L'opposition craint que les démarches entreprises par l'administration Coderre afin de doter Montréal d'un système de véhicules en libre-service (VLS) électriques favorisent une entreprise française au détriment de celles qui sont déjà implantées dans la métropole.

Le maire a annoncé qu'il veut accélérer l'électrification des transports à Montréal grâce à l'implantation, d'ici 2020, d'un système de 1000 véhicules électriques en libre-service ainsi que d'un vaste réseau de bornes de recharge électrique. Les premières voitures de ce nouveau réseau devraient même rouler d'ici le printemps prochain.

Alors que Montréal compte déjà deux réseaux d'autopartage sur son territoire, soit Auto-mobile de Communauto et Car2Go, la Ville lancera en juin un appel d'intérêt international pour mettre en place un nouveau système. Les fournisseurs de VLS du monde entier seront appelés à transmettre leurs informations et leurs suggestions pour trouver la meilleure façon d'implanter un système 100 % électrique dans la métropole québécoise. Après analyse, la métropole lancera en octobre un appel de propositions afin de déterminer le gestionnaire.

Saluant la volonté de favoriser les voitures électriques, Communauto s'est néanmoins dite étonnée de la démarche retenue par la métropole. « Pourquoi attendre cinq ans pour avoir un parc de véhicules électriques en libre-service ? On ne comprend pas pourquoi la Ville ne met pas tout de suite des incitatifs pour que nous, on progresse tout de suite, au lieu d'attendre 2020 ? », a dit Marco Viviani, directeur du développement de l'entreprise montréalaise, qui disposera de 60 véhicules électriques en libre-service à Montréal d'ici la fin de l'été.

« Ç'a toutes les apparences d'un appel d'offres dirigé pour favoriser un fournisseur, à savoir Bolloré », s'est inquiété le conseiller Alex Norris, de Projet Montréal. Celui-ci a souligné que le maire a rencontré à deux reprises l'industriel Vincent Bolloré, qui possède le système Autolib à Paris. Le Commissaire au lobbyisme du Québec mène d'ailleurs une vérification au sujet de ces rencontres.

L'élu de l'opposition souligne que deux entreprises de VLS oeuvrent déjà en libre concurrence et que le lancement d'un appel d'offres mènera inévitablement à l'implantation d'un monopole.

Avant même que l'opposition ne fasse sa sortie, Denis Coderre avait anticipé ces critiques. Le maire a commencé son point de presse en assurant qu'il ne cherchait pas à favoriser une entreprise. « On n'était pas là pour une compagnie par rapport à une autre. On était là pour l'intérêt des Montréalais. »

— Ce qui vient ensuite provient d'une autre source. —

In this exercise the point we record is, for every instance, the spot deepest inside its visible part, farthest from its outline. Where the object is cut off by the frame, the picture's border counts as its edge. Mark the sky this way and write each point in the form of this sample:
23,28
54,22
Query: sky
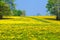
32,7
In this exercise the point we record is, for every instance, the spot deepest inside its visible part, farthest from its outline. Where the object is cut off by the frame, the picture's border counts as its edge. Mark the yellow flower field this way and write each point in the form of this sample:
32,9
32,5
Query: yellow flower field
30,28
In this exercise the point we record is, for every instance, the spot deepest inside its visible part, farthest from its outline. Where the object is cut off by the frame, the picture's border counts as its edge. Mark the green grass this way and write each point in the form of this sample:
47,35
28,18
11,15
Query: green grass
29,28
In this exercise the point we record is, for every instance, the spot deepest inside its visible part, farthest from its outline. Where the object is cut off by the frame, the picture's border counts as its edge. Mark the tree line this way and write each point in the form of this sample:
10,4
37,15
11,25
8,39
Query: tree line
53,7
7,8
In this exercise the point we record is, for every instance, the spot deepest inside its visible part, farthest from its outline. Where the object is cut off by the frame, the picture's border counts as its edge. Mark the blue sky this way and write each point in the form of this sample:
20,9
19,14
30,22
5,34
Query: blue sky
32,7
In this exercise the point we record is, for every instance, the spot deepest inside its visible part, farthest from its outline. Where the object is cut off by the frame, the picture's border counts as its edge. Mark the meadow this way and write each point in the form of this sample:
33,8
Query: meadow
29,28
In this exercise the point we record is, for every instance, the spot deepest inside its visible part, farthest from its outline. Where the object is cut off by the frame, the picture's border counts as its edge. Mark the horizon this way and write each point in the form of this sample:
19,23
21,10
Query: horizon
32,7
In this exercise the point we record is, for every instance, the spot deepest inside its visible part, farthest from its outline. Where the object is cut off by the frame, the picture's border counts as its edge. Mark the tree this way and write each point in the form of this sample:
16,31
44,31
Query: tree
4,9
52,7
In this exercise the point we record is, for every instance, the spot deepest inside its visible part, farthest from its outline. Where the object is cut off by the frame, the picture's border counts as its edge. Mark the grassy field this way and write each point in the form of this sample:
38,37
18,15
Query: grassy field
30,28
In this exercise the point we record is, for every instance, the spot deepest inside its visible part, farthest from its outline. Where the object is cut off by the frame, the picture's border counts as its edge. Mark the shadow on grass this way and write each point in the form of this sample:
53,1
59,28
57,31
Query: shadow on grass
52,19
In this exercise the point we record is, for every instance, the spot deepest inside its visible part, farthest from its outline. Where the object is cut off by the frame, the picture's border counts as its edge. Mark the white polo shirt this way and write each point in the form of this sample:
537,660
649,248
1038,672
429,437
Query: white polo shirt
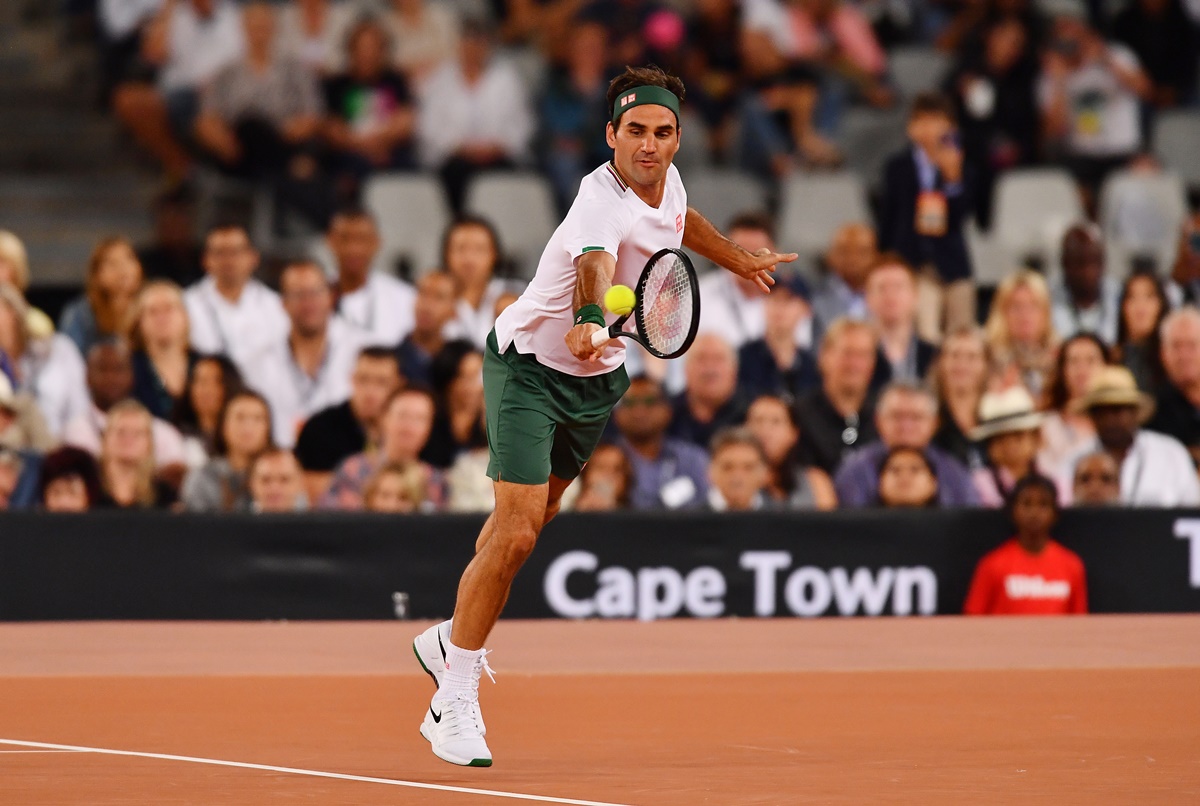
606,215
384,308
239,330
294,395
1157,471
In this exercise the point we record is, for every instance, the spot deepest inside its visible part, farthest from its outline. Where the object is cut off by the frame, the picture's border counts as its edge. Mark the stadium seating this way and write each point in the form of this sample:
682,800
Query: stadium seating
1032,208
1177,144
522,209
412,214
917,70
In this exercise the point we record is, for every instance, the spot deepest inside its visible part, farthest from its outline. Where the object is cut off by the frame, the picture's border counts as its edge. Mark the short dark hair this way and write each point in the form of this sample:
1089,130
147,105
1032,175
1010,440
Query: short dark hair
648,76
931,103
1033,481
468,220
379,353
64,463
353,211
220,446
754,220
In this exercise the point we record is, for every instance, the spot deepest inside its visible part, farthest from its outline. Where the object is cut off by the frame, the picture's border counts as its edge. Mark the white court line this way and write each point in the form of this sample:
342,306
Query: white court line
316,774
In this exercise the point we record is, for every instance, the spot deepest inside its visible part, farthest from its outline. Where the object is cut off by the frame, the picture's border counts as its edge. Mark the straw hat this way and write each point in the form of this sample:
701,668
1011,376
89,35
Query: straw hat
1006,413
1115,386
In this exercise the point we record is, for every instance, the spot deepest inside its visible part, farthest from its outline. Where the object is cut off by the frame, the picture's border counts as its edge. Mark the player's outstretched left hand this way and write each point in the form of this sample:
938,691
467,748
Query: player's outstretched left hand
760,265
579,342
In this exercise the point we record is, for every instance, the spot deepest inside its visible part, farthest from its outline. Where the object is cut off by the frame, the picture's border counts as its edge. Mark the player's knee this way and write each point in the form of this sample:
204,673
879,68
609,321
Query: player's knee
517,546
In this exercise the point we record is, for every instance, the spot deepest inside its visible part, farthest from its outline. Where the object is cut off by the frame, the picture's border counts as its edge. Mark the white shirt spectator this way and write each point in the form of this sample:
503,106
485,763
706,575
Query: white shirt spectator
1104,114
495,110
239,330
736,317
120,18
54,373
1101,319
292,394
323,52
383,308
85,432
1157,471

Le maire a par ailleurs nié que ses rencontres avec l'industriel Bolloré représentaient une entorse à la Loi sur le lobbyisme, puisqu'il assure en avoir été l'instigateur. Une personne n'a pas à s'inscrire au registre des lobbyistes si sa rencontre a été demandée par l'élu.

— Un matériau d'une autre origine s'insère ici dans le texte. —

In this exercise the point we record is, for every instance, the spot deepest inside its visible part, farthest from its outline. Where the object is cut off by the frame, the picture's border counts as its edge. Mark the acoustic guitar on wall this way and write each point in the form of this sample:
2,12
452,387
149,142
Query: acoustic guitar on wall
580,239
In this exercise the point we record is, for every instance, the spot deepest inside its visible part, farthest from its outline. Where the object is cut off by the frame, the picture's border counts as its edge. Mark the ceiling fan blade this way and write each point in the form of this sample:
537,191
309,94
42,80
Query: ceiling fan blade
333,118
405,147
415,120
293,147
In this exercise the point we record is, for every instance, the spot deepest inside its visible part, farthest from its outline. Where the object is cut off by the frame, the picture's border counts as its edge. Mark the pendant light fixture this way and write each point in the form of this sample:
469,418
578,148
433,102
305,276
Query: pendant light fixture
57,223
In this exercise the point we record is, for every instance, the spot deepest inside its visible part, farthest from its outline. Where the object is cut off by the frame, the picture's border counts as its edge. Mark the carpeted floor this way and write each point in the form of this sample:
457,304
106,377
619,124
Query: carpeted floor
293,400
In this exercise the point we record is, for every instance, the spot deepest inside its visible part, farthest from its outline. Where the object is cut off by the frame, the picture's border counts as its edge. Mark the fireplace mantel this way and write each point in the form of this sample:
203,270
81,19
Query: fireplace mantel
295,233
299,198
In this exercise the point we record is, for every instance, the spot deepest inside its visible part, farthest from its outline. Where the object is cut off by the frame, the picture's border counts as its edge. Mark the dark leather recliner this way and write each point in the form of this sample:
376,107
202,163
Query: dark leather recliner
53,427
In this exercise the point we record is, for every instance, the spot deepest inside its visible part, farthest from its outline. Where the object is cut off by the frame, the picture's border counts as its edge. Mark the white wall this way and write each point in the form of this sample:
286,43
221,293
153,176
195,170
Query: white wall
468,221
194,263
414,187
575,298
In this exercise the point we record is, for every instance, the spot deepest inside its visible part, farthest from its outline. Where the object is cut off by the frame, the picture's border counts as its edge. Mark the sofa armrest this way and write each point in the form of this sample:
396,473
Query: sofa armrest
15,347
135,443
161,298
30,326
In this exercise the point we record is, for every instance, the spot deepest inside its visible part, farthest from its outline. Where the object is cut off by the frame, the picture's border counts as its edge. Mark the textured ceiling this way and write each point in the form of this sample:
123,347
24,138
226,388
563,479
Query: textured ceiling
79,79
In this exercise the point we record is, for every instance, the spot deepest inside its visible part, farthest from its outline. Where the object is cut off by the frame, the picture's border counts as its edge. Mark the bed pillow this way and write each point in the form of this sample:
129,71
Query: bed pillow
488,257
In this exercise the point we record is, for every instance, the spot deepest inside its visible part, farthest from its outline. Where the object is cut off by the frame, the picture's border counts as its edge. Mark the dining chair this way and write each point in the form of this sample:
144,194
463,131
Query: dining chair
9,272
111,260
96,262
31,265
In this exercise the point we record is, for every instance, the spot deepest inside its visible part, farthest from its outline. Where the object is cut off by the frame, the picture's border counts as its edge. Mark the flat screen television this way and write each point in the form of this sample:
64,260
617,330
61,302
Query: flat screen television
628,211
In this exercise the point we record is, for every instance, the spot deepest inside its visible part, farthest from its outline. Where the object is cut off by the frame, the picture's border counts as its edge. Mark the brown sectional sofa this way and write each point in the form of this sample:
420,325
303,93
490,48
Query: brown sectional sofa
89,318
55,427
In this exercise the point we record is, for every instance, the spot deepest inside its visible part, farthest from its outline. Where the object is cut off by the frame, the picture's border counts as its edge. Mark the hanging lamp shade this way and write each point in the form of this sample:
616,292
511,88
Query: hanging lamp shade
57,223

Denis Coderre souhaite faire de Montréal la « capitale de l'électrification des transports en Amérique du Nord », soulignant que l'objectif est de réduire de 30 %, d'ici 2020, ses émissions de gaz à effet de serre par rapport au niveau de 1990. L'électrification des transports est vue comme un bon moyen d'atteindre cet objectif, 43 % des émissions polluantes au Québec provenant des transports.

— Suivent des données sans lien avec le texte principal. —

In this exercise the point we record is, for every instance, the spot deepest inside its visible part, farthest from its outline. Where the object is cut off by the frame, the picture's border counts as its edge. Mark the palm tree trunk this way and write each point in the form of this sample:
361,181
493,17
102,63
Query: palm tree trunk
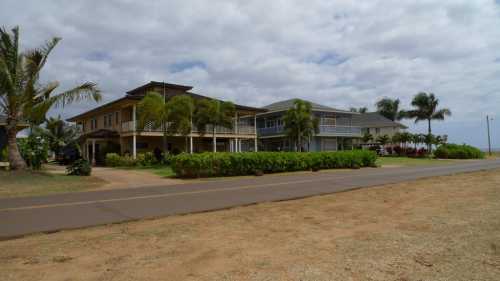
429,144
16,161
214,139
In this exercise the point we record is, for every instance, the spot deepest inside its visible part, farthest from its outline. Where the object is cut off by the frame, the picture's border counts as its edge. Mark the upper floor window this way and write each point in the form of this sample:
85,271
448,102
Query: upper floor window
93,124
327,121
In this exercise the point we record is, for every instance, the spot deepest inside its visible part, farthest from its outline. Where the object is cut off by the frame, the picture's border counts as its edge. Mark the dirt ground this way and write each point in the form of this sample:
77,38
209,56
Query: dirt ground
120,178
443,228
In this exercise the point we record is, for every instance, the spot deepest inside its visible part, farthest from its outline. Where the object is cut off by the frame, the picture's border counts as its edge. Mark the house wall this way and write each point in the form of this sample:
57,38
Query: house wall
380,131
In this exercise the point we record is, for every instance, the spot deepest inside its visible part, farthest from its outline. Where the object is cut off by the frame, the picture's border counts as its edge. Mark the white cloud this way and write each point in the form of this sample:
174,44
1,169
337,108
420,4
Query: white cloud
341,53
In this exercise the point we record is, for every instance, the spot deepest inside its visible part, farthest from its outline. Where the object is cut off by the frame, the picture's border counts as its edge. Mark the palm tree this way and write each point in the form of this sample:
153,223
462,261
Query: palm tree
22,96
389,108
153,111
181,110
405,138
417,139
299,123
426,110
367,137
58,134
396,139
213,113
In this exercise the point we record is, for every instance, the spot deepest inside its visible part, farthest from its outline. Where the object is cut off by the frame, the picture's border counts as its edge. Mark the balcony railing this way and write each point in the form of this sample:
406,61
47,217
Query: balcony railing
130,126
323,130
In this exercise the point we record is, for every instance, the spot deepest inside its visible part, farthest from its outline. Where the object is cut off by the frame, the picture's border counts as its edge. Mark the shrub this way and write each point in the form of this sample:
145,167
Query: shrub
115,160
79,168
456,151
249,163
34,150
4,154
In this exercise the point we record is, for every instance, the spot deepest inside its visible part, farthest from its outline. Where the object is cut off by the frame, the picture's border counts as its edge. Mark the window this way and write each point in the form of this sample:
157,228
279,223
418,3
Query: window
93,124
270,123
327,121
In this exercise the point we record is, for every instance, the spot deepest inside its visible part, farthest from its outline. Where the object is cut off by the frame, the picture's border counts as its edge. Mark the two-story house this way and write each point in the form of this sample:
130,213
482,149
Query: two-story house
336,130
377,125
114,125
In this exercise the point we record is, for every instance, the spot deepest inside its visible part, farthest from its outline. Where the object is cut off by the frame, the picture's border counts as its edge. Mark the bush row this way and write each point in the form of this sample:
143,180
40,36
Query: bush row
456,151
247,163
142,159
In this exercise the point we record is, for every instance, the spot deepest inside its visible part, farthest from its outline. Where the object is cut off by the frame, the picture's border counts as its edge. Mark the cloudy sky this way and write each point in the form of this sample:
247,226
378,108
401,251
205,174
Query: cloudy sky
337,52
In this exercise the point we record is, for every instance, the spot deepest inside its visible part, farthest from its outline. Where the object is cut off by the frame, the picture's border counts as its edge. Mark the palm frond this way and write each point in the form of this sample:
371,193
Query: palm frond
86,91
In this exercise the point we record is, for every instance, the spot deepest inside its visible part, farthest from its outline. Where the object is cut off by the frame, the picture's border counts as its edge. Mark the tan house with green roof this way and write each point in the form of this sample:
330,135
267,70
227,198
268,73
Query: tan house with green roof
115,125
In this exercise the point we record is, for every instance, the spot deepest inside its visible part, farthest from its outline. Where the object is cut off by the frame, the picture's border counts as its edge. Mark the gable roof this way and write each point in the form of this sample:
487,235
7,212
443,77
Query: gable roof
139,93
374,120
287,104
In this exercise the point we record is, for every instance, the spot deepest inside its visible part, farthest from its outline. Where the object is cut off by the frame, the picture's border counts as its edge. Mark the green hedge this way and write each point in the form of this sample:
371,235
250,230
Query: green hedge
456,151
247,163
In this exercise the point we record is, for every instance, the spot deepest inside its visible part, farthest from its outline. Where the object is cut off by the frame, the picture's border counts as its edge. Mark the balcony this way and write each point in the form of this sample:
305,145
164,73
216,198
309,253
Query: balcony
243,129
324,130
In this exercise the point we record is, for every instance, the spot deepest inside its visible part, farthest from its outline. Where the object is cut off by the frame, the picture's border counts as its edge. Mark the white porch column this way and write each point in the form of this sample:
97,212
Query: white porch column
87,150
191,143
93,152
134,146
255,131
134,137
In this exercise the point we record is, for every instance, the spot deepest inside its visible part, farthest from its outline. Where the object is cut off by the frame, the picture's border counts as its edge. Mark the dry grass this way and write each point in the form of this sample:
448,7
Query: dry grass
443,228
32,183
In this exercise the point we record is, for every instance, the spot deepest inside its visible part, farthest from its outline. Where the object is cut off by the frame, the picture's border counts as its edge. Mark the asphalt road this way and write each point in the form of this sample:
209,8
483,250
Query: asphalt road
21,216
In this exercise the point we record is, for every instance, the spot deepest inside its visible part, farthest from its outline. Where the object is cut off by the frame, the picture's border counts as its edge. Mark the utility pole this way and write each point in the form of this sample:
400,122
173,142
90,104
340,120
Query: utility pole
489,138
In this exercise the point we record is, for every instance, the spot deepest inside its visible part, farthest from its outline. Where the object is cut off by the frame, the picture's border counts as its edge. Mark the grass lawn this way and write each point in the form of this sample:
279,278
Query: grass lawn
406,161
160,170
442,228
29,183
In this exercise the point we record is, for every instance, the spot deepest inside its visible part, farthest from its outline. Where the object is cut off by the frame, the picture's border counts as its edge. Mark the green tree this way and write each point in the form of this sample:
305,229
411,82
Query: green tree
58,134
426,110
405,139
299,123
181,109
367,137
417,139
212,113
389,108
383,140
22,96
153,113
396,138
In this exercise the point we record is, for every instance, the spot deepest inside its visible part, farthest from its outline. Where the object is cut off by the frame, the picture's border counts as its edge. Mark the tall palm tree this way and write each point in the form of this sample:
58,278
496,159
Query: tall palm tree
299,123
426,110
22,96
58,134
367,137
389,108
181,109
153,110
213,113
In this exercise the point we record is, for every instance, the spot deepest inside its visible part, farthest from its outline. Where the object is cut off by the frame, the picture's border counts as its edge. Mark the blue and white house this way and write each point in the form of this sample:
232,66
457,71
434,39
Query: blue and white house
336,129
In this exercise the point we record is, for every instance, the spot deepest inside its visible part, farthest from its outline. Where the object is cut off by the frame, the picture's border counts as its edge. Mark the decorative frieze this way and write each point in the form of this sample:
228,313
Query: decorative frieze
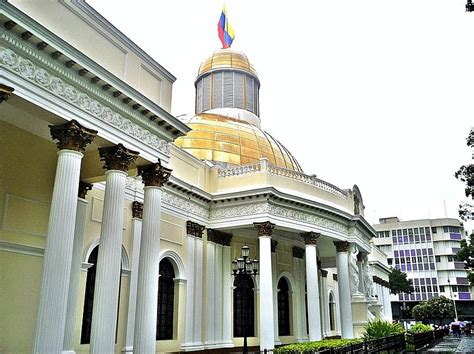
342,246
72,136
219,237
264,228
273,245
137,210
154,174
298,252
5,92
84,187
310,238
194,229
117,157
60,88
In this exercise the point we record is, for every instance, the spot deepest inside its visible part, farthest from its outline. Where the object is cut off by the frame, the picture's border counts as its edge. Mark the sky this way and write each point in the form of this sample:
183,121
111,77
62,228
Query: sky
374,93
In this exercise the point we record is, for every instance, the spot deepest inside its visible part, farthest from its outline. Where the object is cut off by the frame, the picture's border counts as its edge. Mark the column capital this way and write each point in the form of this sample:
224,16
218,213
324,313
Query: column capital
194,229
154,174
5,92
264,228
84,187
310,238
273,246
342,246
298,252
117,157
137,210
72,136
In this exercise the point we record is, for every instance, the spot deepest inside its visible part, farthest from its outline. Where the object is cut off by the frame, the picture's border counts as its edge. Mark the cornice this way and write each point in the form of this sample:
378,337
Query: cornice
63,47
57,80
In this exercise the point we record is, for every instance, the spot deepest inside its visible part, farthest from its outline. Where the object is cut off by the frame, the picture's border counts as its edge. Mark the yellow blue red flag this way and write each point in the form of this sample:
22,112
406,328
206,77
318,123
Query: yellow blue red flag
225,30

D'ici à ce que le réseau électrique soit complètement implanté, le maire a affirmé que les arrondissements montréalais pourront délivrer des vignettes de stationnement aux VLS de tous types. Les entreprises Communauto et Car2Go pourront ainsi continuer leur expansion, elles qui misent pour le moment principalement sur des voitures à essence.

Mais voilà, il n'est pas encore clair pour le moment si les véhicules électriques de toutes les entreprises seront admissibles à des vignettes de stationnement une fois le réseau électrique implanté ou si seuls ceux du fournisseur retenu par Montréal au terme de son appel de proposition le seront. « On n'est pas rendus là », a simplement répondu la maire à ce sujet.

Cette incertitude ralentira le développement des VLS, déplore Projet Montréal, puisqu'elle laisse planer un doute sur l'avenir des deux entreprises déjà implantées à Montréal si elles ne peuvent garer leurs véhicules dans les rues. Le directeur montréalais de Car2Go, Jérémi Lavoie, confirme que la possibilité de stationner ses véhicules dans les rues est importante.

Projet Montréal ne croit pas que la métropole doive investir dans un tel système. « On a eu de la difficulté à soutenir financièrement un système de vélos en libre-service : est-ce que la Ville de Montréal va se lancer dans la subvention des véhicules en libre-service ? C'est une préoccupation légitime », a dit Alex Norris.

Le maire Coderre a estimé pour sa part qu'un tel projet était moins risqué que BIXI, puisqu'il n'est pas question que Montréal se mette à vendre des véhicules électriques.

Chronologie

Juin 2015

Montréal lancera un appel d'intérêt international pour demander des informations aux fournisseurs de véhicules en libre-service électriques.

Octobre 2015 

Montréal lancera un appel de propositions pour trouver une entreprise afin de gérer le système de véhicules en libre-service électriques retenu.

Printemps 2016 

Les premiers VLS électriques feront leur apparition dans les rues de Montréal.

2020 

Le réseau de VLS électriques de Montréal devrait compter 1000 voitures.

Principaux acteurs du VLS

Communauto

Cette entreprise montréalaise comptera sous peu un peu plus de 1200 voitures, dont 60 seront électriques d'ici la fin de l'été. L'entreprise assure qu'elle pourrait gérer un système de 1000 voitures électriques à Montréal.

Car2Go

Propriété du constructeur automobile Daimler, l'entreprise gère des systèmes de VLS dans 29 villes, pour un total de 10 000 véhicules. Implantée à Montréal il y a moins d'un an, elle offre 340 véhicules à ses quelque 29 000 abonnés.

Groupe Bolloré

L'entreprise n'est pas encore présente à Montréal, mais elle exploite toutefois le plus important système de VLS électriques dans le monde, soit Autolib à Paris, qui compte plus de 3000 véhicules et 70 000 membres. Le système est en pleine expansion. Après avoir étendu ses activités à Lyon et à Bordeaux, l'entreprise prévoit démarrer ses activités cette année à Indianapolis, aux États-Unis, et à Londres, au Royaume-Uni.